Under the direction of Director of Music Performance and acclaimed clarinetist and ethnomusicologist Joel Rubin, the UVA Klezmer Ensemble is made up of both undergraduate and graduate students from across grounds, faculty, alumni and other members of the greater Central Virginia community, and is dedicated to exploring klezmer and other Jewish and eastern European musical traditions from the 18th to the 21st century. The ensemble is committed to ethnic, racial, cultural and religious diversity. Current and recent members have backgrounds from the US, FSU, China, Israel, Lebanon, Armenia, Iran, and India, with religious backgrounds ranging from Jewish to Christian, Hindu, Buddhist and Muslim.
Now in its tenth year, the UVA Klezmer Ensemble has become a vital part of the musical community of Central/Northern Virginia. Besides performing in Old Cabell Hall, appearances have included: at the the Jewish Studies conference “Jewish Renaissance and Renaissances,” Southern Slavic Studies Conference, and the 1st Virginia World Music Festival at UVA; College of William & Mary (conference of the Mid-Atlantic Chapter of the Society for Ethnomusicology); University of Richmond (Global Sounds Festival; conference of the Mid-Atlantic Chapter of the Society for Ethnomusicology); The Haven Charlottesville (TomTom Founders Festival); Gravity Lounge; 214 Community Arts Center (former Prism Coffeehouse); WeArts Festival (McGuffey Arts Center); New Bridges (Harrisonburg); Congregation Beth Israel Charlottesville (Linden Lecture Series music festival; China Earthquake Benefit); Chabad of UVA; the Piedmont Council for the Arts’ annual Spring for the Arts; Discovery Museum (CitySpace, Charlottesville) as part of traveling Smithsonian exhibit, “New Harmonies: Celebrating American Roots Music New Harmonies;” the Charlottesville Festival of Cultures; the Jewish Community Council (Lynchburg); as well as at numerous private celebrations.
Klezmer was brought to North America by immigrants around the turn of the last century. Since the 1970s, a dynamic revival of this tradition has been taking place in America and beyond. Klezmer’s recent popularity has brought it far from its roots in medieval minstrelsy and Jewish ritual and into the sphere of mainstream culture. The Klezmer Ensemble at UVA performs at the end of each semester, often supplemented by performances at community events.

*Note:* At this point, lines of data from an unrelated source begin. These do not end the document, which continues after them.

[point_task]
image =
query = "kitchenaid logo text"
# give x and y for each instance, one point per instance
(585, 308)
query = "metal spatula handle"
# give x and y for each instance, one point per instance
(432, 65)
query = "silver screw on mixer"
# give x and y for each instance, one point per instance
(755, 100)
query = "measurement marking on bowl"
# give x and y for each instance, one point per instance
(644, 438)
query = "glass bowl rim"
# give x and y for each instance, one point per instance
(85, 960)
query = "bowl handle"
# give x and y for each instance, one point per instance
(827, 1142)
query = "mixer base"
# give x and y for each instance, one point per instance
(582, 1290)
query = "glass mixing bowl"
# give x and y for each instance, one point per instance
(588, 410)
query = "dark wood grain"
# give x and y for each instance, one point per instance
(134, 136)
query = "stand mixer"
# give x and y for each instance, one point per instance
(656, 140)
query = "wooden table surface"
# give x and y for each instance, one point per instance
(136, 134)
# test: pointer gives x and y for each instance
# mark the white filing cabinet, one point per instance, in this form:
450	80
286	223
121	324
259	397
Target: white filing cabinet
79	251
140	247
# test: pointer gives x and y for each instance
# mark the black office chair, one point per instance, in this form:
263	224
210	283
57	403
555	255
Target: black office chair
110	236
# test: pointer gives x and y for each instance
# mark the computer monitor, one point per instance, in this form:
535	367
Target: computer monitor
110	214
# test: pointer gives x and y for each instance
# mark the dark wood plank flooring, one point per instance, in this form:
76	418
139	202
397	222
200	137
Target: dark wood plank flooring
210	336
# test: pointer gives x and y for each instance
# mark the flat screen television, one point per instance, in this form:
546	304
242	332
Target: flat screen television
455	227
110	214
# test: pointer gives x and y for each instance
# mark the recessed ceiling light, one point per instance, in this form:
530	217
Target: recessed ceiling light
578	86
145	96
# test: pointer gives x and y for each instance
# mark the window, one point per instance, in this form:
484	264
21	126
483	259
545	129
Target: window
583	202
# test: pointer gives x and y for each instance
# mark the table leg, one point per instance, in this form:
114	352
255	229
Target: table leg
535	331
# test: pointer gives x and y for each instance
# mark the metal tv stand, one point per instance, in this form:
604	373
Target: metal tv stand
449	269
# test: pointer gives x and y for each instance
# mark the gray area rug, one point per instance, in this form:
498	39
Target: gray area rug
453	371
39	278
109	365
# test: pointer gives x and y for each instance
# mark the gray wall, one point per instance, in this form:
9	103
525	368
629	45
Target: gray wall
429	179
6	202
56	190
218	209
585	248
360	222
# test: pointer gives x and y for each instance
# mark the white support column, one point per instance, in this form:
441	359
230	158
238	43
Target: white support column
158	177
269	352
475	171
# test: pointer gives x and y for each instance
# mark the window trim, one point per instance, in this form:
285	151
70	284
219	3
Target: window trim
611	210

Each year the ensemble is coached by and plays together with renowned guest artists. Guests have included: Indie-folk singer songwriter Daniel Kahn and violinist Jake Shulman-Ment (The Painted Bird, the Brothers Nazareff), mandolinist and clarinetist Andy Statman, Alan Bern (The Other Europeans, Semer Label Reloaded, Brave Old World); Joshua Horowitz and Cookie Segelstein (Veretski Pass, Budowitz, Rubin & Horowitz); Frank London (Klezmatics); klezmer hip-hop artist Socalled (Abraham, Inc., Beyond the Pale, David Krakauer’s Klezmer Madness!); innovative composer-clarinetist Michael Winograd (Yiddish Princess, Socalled, Frank London’s Klezmer Brass All-Stars, Daniel Kahn’s Painted Bird, Shtreiml, Ayelet Rose Gottlieb); violinist-composer Steve Greenman (Khevrisa, Stempenyu’s Dream, Joel Rubin Ensemble); Alicia Svigals, co-founder of the Grammy-winning Klezmatics, trumpeter Susan Watts (Mikveh, Klez Dispensers, Frank London’s Klezmer Brass All-Stars); trombonist Dan Blacksberg (Dan Kahn’s Painted Bird, The Other Europeans, Michael Winograd Ensemble, Electric Simcha); the Kálmán Balogh/Ferenc Kovács Duo from Hungary (Other Europeans, Joel Rubin Ensemble); violinist David Chernyavsky (SF Symphony, Joel Rubin Ensemble); and tsimbl (hammered dulcimer) player Pete Rushefsky (Alicia Svigals, Steven Greenman, Joel Rubin Ensemble).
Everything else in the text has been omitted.